Os carros chineses vieram para ficar? Essa parecia uma promessa há 10 anos, quando marcas como JAC e Lifan trouxeram ao mercado nacional automóveis bem-equipados a preços atraentes — mas o programa Inovar-Auto, fazendo disparar a tributação de IPI, tornou a vida deles bem mais difícil. Depois veio a Caoa Chery, associação para fabricar aqui os modelos chineses, o que reduziu impostos e obteve relativo sucesso.

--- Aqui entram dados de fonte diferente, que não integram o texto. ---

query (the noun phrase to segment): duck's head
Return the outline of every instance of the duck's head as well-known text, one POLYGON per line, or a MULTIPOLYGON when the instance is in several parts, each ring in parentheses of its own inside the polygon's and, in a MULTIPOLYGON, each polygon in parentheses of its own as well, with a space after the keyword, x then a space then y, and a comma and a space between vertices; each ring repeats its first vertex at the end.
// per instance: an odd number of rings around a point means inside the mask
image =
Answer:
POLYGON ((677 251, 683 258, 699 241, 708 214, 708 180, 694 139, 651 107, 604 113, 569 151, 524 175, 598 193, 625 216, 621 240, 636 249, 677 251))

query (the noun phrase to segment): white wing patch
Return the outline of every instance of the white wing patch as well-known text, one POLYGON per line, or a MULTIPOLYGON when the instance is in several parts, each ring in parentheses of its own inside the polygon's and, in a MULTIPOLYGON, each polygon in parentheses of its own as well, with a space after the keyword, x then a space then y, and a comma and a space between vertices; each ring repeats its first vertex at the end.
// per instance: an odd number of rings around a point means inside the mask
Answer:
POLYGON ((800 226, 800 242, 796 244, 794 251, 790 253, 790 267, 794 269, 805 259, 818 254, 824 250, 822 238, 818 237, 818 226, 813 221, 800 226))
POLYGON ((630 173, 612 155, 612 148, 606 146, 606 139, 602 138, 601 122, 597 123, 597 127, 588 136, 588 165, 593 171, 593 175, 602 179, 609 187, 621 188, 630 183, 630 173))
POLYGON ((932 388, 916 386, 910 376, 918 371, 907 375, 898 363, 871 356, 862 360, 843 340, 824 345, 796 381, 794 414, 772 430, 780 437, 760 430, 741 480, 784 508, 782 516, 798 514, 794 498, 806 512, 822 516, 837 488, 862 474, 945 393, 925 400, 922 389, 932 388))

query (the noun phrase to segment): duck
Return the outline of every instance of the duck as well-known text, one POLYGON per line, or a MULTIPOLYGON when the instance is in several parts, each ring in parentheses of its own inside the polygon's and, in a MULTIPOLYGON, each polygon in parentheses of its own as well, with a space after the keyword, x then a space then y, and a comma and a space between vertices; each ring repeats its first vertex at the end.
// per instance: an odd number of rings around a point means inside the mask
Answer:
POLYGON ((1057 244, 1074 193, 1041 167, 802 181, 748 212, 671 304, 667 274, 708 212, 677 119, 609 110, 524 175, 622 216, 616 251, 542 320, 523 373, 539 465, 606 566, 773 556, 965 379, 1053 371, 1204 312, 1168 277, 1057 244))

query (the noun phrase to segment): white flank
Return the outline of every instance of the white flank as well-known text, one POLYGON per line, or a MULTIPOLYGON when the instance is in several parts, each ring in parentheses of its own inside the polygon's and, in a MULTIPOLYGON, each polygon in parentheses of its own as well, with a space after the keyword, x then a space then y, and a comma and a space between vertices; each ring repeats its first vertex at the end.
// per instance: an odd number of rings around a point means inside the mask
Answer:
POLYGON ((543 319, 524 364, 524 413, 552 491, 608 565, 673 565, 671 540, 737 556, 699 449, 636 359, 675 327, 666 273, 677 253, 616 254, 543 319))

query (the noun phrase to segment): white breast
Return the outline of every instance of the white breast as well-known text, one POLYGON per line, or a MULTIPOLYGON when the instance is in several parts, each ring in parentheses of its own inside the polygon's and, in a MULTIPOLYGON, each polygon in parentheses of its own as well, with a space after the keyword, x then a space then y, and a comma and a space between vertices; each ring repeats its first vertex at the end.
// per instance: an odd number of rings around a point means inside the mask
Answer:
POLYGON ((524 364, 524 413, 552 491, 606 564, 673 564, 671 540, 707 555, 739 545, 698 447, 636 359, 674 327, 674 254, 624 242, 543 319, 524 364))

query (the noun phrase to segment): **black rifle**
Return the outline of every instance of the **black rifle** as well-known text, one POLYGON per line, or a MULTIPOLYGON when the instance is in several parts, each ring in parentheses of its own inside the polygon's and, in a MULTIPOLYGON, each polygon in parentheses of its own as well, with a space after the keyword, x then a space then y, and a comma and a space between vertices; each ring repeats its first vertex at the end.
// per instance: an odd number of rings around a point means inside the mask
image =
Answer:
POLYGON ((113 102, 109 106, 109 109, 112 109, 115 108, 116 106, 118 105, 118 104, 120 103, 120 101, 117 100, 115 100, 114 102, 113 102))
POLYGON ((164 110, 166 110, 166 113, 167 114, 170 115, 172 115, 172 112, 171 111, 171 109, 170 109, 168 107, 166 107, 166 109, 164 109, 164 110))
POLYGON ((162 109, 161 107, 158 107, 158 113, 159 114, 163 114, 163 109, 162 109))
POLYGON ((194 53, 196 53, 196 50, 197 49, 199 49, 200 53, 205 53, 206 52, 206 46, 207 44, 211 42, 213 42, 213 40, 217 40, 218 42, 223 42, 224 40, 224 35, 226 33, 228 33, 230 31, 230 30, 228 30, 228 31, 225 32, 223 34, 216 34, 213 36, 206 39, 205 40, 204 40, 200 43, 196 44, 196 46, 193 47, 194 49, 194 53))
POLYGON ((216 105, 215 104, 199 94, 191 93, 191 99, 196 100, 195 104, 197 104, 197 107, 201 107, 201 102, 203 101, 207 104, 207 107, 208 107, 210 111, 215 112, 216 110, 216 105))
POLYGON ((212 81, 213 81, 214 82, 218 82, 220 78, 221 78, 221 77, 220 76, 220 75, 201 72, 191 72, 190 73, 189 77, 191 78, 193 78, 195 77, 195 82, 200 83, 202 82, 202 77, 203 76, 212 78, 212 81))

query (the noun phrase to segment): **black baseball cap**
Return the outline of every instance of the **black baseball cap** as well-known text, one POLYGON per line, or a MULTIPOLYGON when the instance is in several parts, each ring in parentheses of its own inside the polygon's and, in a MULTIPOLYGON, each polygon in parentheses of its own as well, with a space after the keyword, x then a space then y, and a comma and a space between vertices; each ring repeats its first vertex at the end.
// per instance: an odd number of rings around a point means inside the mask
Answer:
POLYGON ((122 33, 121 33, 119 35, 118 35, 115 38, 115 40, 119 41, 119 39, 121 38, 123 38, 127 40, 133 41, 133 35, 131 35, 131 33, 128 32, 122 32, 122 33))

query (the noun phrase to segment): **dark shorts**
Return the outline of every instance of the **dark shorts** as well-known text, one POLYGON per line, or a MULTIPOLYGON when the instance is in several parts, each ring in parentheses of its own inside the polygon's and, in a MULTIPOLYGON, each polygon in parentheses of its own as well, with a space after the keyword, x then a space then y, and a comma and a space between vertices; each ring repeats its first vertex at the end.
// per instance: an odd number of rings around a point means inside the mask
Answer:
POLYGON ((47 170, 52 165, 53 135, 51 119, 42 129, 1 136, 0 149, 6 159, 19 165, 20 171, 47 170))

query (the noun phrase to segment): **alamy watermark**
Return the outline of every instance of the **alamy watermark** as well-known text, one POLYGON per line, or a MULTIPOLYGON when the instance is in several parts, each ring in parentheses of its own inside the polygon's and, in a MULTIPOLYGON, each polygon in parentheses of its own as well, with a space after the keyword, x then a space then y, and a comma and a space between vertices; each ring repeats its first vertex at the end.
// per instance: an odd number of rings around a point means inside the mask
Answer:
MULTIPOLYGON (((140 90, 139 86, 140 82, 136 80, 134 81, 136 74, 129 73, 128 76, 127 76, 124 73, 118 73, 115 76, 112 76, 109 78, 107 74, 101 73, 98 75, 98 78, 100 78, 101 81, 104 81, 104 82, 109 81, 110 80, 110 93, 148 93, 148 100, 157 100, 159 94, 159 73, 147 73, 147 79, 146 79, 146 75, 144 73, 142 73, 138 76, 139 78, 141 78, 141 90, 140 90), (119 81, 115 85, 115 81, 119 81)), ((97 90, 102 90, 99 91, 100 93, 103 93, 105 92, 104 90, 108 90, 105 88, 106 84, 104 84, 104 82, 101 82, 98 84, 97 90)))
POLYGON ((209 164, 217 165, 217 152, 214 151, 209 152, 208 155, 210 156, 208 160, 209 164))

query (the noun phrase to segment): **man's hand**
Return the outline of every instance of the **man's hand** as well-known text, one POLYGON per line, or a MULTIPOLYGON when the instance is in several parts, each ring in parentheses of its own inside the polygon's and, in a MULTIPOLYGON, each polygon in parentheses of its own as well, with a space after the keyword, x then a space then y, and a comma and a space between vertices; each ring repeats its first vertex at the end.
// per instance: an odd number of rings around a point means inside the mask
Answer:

Agora, pela primeira vez, um carro fabricado na China é oferecido por um grande fabricante instalado no Brasil: o Ford Territory, produzido em Nanchang pela JMC (Jiangling Motors Corporation), uma associada que também faz os modelos Everest, Transit e Transit Tourneo para a Ford. O utilitário esporte de tamanho médio vem ocupar uma lacuna importante na linha do oval azul, que antes mostrava enorme vazio entre o Ecosport mais caro e o Edge. Agora a Ford tem um competidor para Chevrolet Equinox, Hyundai Tucson, Jeep Compass (dono de 55% das vendas da categoria), Kia Sportage, Peugeot 3008 e Volkswagen Tiguan, entre outros.

 

Derivado de um modelo da chinesa JMC, que o produz, o Territory vem em duas versões a partir de R$ 165.900; a Titanium das fotos inclui rodas de 18 pol

 

O Territory estreia em duas versões: SEL, ao preço sugerido de R$ 165.900, e Titanium, por R$ 187.900. Ambas usam motor turboalimentado de 1,5 litro a gasolina com injeção direta, potência de 150 cv e torque de 22,9 m.kgf, com transmissão automática de variação contínua (CVT) e tração dianteira, sem previsão de sistema integral (veja no quadro abaixo os equipamentos de série de cada versão). Na fase de pré-venda, de 7 a 31 de agosto, os 250 primeiros compradores da versão superior ganham três revisões e um ano de seguro. As entregas começam em setembro.

 

 

Conhecido dos brasileiros desde sua aparição no Salão do Automóvel de São Paulo em 2018, o estilo do Territory agrada e resulta em boa aerodinâmica para um SUV (Cx 0,36). Os faróis usam apenas leds (salvo os de neblina) e a linha de cintura tem forte ascensão rumo à traseira, enquanto a parte superior das janelas descreve uma trajetória irregular, como se o teto tivesse sido prolongado usando as portas traseiras de um sedã. As saídas de escapamento no para-choque são falsas — a verdadeira está abaixo, à esquerda. A origem do projeto é o JMC Yusheng S330, lançado na China em 2016, mas a variação para a Ford ganhou novo desenho na frente e no painel.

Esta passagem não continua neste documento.